I’m afraid the Internet can be the very worst boyfriend. It lacks any sense of boundaries, tact, charm or discretion. It can be mean and never give it a second thought. You cannot teach it; it will not learn and if, someday, it doeschange, well, sadly, you will not be able to take credit.

It’s also astonishingly beautiful, something that instantly connects all of us to each other and the sum of human knowledge, experience, writing and art.

So it becomes up to you to call the shots — for your own behavior, for what you want, for what you will tolerate.

I’d suggest the following:

You are, in fact, completely and solely in charge of what you put into and take out of this great river of beauty and ugliness and humanity. You could spend nearly every waking hour on the Internet and have an incredible life, full of amazing people and support and communities you would not have found otherwise. You could spend every waking hour getting more and more upset as you look at the ugliest thoughts of people you will never meet, or tormenting yourself reading endless coverage of a terrible national tragedy that you, personally, cannot stop or control. You could spend hours crafting that perfectly devastating e-mail to your former friend, or you could write the next great American novel. It is up to you, and you alone.

Think of this as the “If you don’t have anything nice to say, it had better be worth it” principle. The Internet is a forum for human thought, and to say that you can never do anything but post the verbal equivalent of positive emojis is unfair and silencing. However, this is not an ephemeral conversation with your friend. The Internet is written in indelible ink. You may think you’ve erased something, but it is still out there, either encoded into the dark back end of some server or preserved via screenshot. Like butter or gossip, it cannot be unspread. Don’t ever hit SEND in anger because long after you’ve stopped caring, that message will still be out there, biding its time like a spider in the shower until it can emerge and try to lay its eggs in your ear (by this I mean, you never know when a bad joke or nasty comment might come back to haunt you with a whole lot more trouble than the precipitating incident was worth).

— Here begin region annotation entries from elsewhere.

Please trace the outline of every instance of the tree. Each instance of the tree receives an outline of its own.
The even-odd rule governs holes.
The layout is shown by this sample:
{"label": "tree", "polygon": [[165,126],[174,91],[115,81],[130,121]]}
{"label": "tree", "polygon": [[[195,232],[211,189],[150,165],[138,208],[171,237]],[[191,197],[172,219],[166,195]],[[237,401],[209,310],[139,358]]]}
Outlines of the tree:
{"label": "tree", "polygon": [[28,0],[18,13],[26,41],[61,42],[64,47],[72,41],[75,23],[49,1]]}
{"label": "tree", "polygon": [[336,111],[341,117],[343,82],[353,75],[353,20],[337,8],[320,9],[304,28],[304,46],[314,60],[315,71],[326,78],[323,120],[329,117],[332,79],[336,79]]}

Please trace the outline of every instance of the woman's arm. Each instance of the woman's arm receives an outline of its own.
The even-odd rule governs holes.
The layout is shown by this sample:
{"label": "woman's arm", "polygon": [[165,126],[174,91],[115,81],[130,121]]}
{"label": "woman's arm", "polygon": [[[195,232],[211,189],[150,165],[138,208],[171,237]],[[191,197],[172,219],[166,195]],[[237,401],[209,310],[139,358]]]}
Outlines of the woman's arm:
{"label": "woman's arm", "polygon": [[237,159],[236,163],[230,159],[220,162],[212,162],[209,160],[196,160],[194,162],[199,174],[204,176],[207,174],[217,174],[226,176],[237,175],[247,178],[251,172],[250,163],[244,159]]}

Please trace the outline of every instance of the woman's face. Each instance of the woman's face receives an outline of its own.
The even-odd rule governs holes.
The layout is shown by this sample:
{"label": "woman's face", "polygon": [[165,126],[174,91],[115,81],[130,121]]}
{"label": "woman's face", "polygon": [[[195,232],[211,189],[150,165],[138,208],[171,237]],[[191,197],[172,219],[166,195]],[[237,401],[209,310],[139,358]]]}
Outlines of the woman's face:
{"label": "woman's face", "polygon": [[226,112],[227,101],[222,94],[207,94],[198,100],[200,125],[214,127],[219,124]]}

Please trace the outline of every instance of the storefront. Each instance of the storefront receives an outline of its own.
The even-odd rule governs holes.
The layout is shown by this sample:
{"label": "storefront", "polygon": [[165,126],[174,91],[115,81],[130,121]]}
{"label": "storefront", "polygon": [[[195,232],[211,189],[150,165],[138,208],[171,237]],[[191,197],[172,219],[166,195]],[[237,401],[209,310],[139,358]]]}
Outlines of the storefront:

For whatever reason, we rarely apply the same level of scrutiny to Internet interactions that we do in real life. If someone wandered up to me and told me that I should be murdered, I would nod politely and grab the mace in my purse as I backed away. I would never take it personally. Likewise, I would never go sit in a KKK meeting and listen to what they had to say. So why lose sleep over every nasty comment made by anonymous strangers, and why engage with people you know are diametrically opposed to you, at least on this topic? Everyone can say whatever they want on the Internet, but to keep yourself sane and safe or from going crazy, you need to filter what you read.

Humans have been eating together for millennia, so we have pretty well-established practices. In contrast, we’ve been talking to each other on the Internet for about 15 years. If Internet communication were a human, it would be spending a lot of time slamming doors and telling their mom she sucks. But while Internet etiquette is constantly evolving, there are norms and you can pick up on them, if you pay quiet attention.

You can be someone who exists almost entirely online or someone who avoids the entire damned thing. No matter how much you use it, always ensure that you are choosing how to use the time you have in life. Do not let it be chosen for you.

Principle by principle, we each can make our corner of the digital world a place we want to be; a place where we connect and learn and grow and explore and basically do everything that a very upper-crusty preschool would promise to parents.